Lettre ouverte à M. Daniel Keller, directeur de la bibliothèque PMF de Paris 1
Voici ce que notre camarade Aymeric vient de publier à l’adresse d’un bibliothécaire qui a naïvement exprimé, tout haut, la censure que tant d’autres professionnels patentés pratiquent, tout bas, contre « l’édition mal-pensante ».
Vous avez dit « liberté d’expression » ?
Lettre ouverte à M. Daniel Keller,
Directeur de la bibliothèque PMF de Paris 1
Paris, le 22 janvier 2015,
Cher Monsieur Keller,
L’histoire, disait Karl Marx, a plus d’imagination que nous. Aussi ne m’attendais-je pas à ce que l’an I de la République universelle de la liberté d’expression, qui déroule en ce moment ses premiers fastes, vît l’une des principales bibliothèques de la Sorbonne établir un refus écrit de l’ensemble du catalogue d’un éditeur.
Catalogue, modeste de par sa taille, mais qui compte, entre autres, pas moins que :
Georg Lukács, Tran Duc Thao, Lucien Goldmann, Jacques D’Hondt, Jean Salem, Annie Lacroix-Riz, Paul Boccara, Domenico Losurdo, Georges Politzer, Henri Alleg.
auteurs dont j’attends qu’on me démontre le caractère marginal, minoritaire, et non reconnu scientifiquement.
Il est vrai qu’en plus des surprises qu’elle nous réserve, l’histoire enseigne également la prudence. La comparaison avec l’ère Daladier – lequel, une fois la guerre déclarée, cajolait les fascistes français mais mettait un point d’honneur à persécuter les communistes – s’impose tant cette époque où l’islamisme, choyé par nos dirigeants en Syrie et en Libye, ne sert que de prétexte à l’écrasement des travailleurs de notre pays. Dans ce contexte, le musèlement d’une maison d’édition notoirement progressiste, au sens que le mouvement ouvrier donnait naguère à ce mot, ne serait hélas que trop congru.
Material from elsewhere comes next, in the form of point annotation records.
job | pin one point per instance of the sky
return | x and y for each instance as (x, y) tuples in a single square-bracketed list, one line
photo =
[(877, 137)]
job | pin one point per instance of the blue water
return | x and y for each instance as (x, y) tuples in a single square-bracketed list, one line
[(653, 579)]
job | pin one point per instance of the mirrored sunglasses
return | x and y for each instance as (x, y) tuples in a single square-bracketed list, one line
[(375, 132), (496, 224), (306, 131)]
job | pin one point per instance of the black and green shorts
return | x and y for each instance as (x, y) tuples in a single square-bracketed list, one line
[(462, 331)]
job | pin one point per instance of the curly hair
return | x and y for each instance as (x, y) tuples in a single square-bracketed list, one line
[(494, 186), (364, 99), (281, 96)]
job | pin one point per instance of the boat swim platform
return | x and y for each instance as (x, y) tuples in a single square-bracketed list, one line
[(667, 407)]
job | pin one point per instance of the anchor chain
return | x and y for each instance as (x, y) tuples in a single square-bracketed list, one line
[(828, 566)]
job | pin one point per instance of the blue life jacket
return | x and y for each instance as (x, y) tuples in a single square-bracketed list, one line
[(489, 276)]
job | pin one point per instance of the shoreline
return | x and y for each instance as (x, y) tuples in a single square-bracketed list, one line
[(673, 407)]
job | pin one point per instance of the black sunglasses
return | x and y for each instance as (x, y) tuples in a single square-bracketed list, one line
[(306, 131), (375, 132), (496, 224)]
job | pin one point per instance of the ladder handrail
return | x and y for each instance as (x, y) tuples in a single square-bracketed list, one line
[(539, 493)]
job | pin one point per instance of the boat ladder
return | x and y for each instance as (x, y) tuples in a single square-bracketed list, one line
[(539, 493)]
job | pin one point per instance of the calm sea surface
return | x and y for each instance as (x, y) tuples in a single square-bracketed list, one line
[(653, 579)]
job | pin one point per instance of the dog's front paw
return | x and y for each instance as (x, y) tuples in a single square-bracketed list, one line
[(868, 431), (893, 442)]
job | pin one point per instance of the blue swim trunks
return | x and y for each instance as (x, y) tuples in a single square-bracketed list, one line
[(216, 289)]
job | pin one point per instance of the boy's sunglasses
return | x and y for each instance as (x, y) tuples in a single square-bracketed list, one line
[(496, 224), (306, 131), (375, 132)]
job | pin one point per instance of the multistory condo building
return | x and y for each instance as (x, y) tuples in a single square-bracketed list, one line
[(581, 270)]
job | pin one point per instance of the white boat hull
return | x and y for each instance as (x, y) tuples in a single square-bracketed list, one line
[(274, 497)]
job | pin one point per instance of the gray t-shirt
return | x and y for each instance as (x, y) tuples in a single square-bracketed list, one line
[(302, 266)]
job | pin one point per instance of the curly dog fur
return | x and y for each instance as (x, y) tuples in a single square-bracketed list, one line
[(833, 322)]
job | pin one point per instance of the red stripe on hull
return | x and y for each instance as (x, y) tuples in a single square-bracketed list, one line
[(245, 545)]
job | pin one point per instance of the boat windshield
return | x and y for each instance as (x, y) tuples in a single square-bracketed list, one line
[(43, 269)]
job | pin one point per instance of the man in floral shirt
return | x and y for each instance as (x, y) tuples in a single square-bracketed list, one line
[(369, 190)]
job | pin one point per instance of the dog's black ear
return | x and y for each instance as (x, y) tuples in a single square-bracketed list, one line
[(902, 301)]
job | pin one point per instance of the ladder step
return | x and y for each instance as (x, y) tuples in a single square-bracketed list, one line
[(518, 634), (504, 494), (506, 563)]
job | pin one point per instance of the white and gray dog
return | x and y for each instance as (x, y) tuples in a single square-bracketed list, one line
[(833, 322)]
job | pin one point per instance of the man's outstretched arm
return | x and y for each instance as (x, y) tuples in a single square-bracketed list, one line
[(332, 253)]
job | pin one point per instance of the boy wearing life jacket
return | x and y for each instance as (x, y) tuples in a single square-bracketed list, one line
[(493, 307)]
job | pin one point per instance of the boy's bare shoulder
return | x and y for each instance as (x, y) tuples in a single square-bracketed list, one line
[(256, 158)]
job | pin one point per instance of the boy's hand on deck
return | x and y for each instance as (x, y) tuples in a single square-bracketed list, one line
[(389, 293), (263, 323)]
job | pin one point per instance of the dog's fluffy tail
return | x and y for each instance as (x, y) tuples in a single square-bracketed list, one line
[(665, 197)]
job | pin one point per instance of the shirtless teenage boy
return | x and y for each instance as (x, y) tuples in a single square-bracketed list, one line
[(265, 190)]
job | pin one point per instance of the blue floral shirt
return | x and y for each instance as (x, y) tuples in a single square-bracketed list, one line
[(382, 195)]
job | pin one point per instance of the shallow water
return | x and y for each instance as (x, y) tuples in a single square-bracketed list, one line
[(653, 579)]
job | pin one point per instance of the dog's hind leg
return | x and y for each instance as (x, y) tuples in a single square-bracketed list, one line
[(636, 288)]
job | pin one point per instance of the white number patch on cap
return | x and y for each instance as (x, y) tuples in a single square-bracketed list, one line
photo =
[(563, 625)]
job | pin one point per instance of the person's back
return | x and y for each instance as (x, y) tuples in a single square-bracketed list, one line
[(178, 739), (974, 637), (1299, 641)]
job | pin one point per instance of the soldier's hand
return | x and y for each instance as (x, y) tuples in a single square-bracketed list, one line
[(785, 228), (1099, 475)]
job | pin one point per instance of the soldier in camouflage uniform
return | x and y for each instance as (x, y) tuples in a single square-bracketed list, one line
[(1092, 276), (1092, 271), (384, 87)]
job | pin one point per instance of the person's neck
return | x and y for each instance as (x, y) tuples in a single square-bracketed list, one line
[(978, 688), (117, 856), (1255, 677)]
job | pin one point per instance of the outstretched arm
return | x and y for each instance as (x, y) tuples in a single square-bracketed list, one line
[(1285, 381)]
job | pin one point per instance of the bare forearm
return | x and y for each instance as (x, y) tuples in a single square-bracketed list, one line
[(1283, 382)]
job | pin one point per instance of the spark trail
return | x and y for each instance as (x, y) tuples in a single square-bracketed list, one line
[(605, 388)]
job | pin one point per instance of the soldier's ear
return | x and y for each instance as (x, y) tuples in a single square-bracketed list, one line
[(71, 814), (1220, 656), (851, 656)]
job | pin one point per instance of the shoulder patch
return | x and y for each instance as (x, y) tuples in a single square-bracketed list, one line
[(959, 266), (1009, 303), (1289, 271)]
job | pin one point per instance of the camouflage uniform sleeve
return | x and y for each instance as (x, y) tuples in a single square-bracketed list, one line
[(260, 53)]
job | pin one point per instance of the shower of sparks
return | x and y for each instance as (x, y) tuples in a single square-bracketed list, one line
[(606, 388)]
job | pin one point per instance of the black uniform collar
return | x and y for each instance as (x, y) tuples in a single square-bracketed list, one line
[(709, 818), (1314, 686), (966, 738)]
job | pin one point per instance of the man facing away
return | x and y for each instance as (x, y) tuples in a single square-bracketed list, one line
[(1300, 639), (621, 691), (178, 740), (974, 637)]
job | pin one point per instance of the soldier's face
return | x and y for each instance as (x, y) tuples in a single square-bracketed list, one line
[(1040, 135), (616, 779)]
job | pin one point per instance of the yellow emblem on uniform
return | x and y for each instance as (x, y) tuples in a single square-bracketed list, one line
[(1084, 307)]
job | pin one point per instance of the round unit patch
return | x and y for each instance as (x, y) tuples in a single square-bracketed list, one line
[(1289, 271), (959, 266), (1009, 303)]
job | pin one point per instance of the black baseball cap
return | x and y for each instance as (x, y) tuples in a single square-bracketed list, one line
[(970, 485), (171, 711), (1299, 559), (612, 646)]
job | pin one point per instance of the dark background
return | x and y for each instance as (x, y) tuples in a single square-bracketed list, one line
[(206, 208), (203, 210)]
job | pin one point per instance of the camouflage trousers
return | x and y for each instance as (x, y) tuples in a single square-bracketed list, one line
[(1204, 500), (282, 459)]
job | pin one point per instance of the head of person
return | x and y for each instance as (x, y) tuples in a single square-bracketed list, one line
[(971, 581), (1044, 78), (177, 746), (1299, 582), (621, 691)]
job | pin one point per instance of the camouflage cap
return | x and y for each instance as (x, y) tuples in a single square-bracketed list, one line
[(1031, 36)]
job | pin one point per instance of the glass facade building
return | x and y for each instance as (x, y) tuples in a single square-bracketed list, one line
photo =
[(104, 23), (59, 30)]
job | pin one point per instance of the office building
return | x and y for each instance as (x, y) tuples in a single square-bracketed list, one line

Mme Lacroix-Riz, qui est, entre autres qualités, une spécialiste incontestée de la période susmentionnée, pourra vous fournir d’amples détails. J’attire également votre attention sur la correspondance qu’elle a bien voulu vous adresser, malgré son emploi du temps très chargé, à propos de cette plaisante affaire, dont je vous rappelle la formulation initiale :
« L’ouvrage proposé, bien qu’écrit par un universitaire ne nous semble pas a priori présenter la neutralité historique et scientifique nécessaire à son éventuelle intégration dans nos rayons. Les autres titres publiés par l’éditeur non plus.»
Ce refus par écrit contraste tant par sa cocasserie avec les habitudes de silence en la matière que j’ai pensé d’abord, malgré ce contexte très lourd, à une plaisanterie.
Mon sens de l’humour est inépuisable, mais votre absence de réponse commence à me faire rire jaune.
N’ayant pu obtenir jusqu’à présent d’explications de votre part et sachant votre temps précieux, je vous propose en conséquence, si vous n’avez pas le temps de répondre à un modeste éditeur, de vous contenter de rayer les mentions inutiles afin de mieux nous expliquer de quoi il s’agit :
- Boulette
- Censure
- Autodafé
Le retour à certaines méthodes de la Congrégation pour la doctrine de la foi aurait au moins, dans ce contexte de guerres de religion qu’on prétend nous imposer, le mérite de la clarté.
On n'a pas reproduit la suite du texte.